MENOS DEPUTADOS, MENOS MANDATOS, MAIS ÉTICA
Menos deputados no Parlamento, limitação de mandatos a exemplo do que já acontece nas autarquias e alteração da composição da Comissão de Ética da Assembleia da República “de molde a evitar conflitos de interesses”, eis três das propostas do presidente do PSD para reformar o sistema político e contribuir para “a credibilização e a eficácia da democracia.”. O líder social-democrata reclama um debate sério, sem a “habitual demagogia” que só contribui para dar da política, e de quem a exerce, uma versão digna de tabloide. E está disponível para acordos nestas matérias.

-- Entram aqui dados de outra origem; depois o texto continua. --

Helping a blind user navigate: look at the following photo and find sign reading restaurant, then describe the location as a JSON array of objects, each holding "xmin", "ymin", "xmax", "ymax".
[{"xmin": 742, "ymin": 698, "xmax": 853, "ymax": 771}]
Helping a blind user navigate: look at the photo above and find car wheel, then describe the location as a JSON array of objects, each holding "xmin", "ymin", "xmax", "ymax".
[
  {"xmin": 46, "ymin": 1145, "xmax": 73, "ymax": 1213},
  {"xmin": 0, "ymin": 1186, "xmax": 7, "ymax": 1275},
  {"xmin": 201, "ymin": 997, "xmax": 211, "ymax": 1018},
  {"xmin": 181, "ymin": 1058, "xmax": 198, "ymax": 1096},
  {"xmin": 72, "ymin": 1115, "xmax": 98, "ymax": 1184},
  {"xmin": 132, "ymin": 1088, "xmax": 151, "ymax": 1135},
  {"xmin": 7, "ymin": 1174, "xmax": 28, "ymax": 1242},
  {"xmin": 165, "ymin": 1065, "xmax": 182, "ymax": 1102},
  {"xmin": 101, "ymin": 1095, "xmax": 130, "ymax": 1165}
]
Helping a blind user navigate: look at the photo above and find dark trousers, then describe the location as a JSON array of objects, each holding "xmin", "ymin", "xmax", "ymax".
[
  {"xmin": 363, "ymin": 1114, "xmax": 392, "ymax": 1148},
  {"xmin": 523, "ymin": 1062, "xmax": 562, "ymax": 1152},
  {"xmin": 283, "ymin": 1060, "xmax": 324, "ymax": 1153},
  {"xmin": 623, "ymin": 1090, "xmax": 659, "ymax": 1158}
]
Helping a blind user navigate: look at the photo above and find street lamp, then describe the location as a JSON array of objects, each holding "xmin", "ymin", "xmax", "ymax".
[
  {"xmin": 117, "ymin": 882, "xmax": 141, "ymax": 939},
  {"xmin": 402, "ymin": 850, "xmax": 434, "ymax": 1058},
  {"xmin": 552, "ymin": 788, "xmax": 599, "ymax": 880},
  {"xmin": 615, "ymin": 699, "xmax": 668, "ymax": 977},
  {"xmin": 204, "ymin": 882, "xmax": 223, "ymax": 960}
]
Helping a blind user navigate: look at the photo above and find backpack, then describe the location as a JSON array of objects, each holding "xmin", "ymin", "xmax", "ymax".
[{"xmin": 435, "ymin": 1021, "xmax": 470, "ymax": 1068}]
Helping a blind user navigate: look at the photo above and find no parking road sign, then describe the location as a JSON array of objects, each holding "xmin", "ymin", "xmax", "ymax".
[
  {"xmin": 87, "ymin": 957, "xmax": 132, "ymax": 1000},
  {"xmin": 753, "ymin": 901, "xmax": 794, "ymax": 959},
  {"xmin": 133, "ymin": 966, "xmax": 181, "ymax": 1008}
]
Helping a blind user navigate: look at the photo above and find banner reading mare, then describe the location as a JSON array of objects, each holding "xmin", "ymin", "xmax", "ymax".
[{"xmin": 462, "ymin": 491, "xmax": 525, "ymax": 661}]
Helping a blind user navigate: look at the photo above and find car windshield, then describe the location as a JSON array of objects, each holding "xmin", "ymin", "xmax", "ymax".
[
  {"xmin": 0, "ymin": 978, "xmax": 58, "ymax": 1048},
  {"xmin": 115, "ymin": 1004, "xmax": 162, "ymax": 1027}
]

A “PENOSA” JUSTIÇA E OS MAGISTRADOS
A seguir à reforma do sistema político, outro tema das sebentas de Rio é a reforma da Justiça. São as duas causas de que terá falado mais vezes neste século e para as quais se diz disponível para pactos. O presidente do PSD nunca foi meigo nestas matérias. E mantém. Do diagnóstico às falhas da Justiça e ao seu alegado descrédito fazem parte, segundo Rio, a “incapacidade” demonstrada em “muitas investigações” arrastadas “penosamente”, a “relativa opacidade do seu funcionamento”, o corporativismo, a morosidade dos processos, a “devassa” mediática, a “incapacidade técnica”, a “arrogância no comportamento de muitos do seus agentes”. E se algo ainda podia piorar, o líder do PSD considera o aumento dos vencimentos dos magistrados, “designadamente na componente do seu salário que nem sequer IRS paga”, o momento “em que a Justiça cavou um fosso que a separa do povo.”.